All involved agree that the thing reached its climax with the shining of the sea at the turning of the third new moon, a night on which the stars seemed to shine brighter than ever, the lights of the metropolis impotent to drown them out, and as the waters of the wine-dark sea dashed themselves against the rocks, they seemed aflame with a light of the most uncanny color, not the silvery illumination of the stars, but the unspeakable crimson of the man’s eyes, so that the tide itself was as blood, blood cresting up and foaming, waves of blood awash upon the sands, casting the city, normally so virgin white, in a sanguinary hue until, with the rising of the sun, it was gone, the pale and deep blues of the old ocean returned, and once again all was as it should be.

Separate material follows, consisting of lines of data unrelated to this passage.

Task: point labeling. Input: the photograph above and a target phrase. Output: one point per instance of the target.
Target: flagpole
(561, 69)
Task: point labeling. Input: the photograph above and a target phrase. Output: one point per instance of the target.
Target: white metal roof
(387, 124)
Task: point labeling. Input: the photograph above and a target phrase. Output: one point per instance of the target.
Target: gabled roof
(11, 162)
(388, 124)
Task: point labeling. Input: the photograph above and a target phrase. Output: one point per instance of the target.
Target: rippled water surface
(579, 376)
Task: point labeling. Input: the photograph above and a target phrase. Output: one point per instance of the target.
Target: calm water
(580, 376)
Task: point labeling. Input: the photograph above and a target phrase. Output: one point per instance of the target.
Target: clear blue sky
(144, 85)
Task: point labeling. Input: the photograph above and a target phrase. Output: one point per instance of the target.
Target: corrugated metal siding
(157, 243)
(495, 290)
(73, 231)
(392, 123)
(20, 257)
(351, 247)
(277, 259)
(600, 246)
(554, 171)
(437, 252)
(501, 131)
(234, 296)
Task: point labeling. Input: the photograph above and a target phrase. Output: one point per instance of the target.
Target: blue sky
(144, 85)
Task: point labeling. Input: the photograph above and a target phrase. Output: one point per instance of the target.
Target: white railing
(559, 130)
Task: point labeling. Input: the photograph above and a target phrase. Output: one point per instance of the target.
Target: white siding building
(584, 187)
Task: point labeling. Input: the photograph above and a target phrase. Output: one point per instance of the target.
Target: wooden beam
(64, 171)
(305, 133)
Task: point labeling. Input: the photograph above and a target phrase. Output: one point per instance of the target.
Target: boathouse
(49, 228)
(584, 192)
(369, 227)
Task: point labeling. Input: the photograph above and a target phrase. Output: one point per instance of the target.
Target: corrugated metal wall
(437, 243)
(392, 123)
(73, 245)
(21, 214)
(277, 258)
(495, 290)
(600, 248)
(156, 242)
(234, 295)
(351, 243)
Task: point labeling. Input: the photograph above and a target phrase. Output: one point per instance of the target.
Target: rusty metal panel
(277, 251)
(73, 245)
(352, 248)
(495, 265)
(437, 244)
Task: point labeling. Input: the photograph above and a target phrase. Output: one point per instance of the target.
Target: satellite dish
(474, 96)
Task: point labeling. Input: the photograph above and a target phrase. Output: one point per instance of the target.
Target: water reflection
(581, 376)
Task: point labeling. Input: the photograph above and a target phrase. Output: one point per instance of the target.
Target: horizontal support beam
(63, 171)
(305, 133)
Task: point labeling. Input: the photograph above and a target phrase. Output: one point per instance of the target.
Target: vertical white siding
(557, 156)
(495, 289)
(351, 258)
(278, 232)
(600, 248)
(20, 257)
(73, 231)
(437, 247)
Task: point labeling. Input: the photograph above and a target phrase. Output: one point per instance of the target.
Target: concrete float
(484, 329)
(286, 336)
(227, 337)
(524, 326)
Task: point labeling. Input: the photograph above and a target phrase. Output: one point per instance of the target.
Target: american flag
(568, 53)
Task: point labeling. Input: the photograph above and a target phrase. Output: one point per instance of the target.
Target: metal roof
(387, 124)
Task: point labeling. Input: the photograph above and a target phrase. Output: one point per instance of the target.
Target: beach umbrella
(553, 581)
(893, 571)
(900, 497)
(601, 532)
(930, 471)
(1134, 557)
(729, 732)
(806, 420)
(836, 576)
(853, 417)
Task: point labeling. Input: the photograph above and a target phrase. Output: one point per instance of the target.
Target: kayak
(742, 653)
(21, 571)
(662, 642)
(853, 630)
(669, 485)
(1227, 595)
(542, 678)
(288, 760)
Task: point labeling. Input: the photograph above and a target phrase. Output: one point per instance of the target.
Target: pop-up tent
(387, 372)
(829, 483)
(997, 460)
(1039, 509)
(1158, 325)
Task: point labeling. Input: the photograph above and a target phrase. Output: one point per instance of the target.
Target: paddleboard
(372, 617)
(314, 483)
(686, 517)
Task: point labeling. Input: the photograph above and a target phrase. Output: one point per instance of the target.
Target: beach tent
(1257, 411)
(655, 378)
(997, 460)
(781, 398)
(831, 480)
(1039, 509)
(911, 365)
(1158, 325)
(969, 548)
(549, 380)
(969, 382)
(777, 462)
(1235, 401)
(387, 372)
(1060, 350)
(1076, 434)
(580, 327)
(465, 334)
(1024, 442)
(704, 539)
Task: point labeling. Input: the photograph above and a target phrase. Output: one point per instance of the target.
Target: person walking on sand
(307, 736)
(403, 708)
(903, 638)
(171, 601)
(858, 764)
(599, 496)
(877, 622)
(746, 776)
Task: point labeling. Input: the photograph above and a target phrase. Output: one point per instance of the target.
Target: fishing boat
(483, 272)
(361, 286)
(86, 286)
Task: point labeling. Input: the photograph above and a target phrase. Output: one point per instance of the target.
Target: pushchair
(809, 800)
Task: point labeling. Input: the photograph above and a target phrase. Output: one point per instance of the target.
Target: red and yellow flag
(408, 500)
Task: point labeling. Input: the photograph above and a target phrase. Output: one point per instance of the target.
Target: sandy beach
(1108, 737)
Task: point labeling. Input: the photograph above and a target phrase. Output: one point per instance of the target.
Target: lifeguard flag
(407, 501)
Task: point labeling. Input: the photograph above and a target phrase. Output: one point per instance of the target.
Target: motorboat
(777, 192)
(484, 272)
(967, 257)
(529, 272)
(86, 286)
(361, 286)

From that day to this, the man has never been seen again, the dark places of the city left unoccupied and unmolested, the afflicted returning to themselves, rising from their beds and going back to their quotidian lives as hard workers and loving parents and spouses, with some even seeming to be improved by the experience, becoming more sympathetic and compassionate as a result of their ordeal, so that the coming and going of the man is considered by some to have been a necessary ordeal, forcing us to become something more and perhaps better than we were before, though I believe a gentler and less onerous test would have accomplished the same at a much lower price in suffering and anguish.
Yet, though we never speak of it, a certain pall still hangs over our little city, as many of us feel that, somehow, we know that the man comes and goes, and while, for now, he may have moved on to other, greater cities, and perhaps even to villages and small towns, who knows but someday, on the night of the new moon, he may, for reasons known only to himself, return to us, and haunt the dark places from which, at times, we still recoil, wondering if we might glimpse the burning eyes and, against our will, be born again.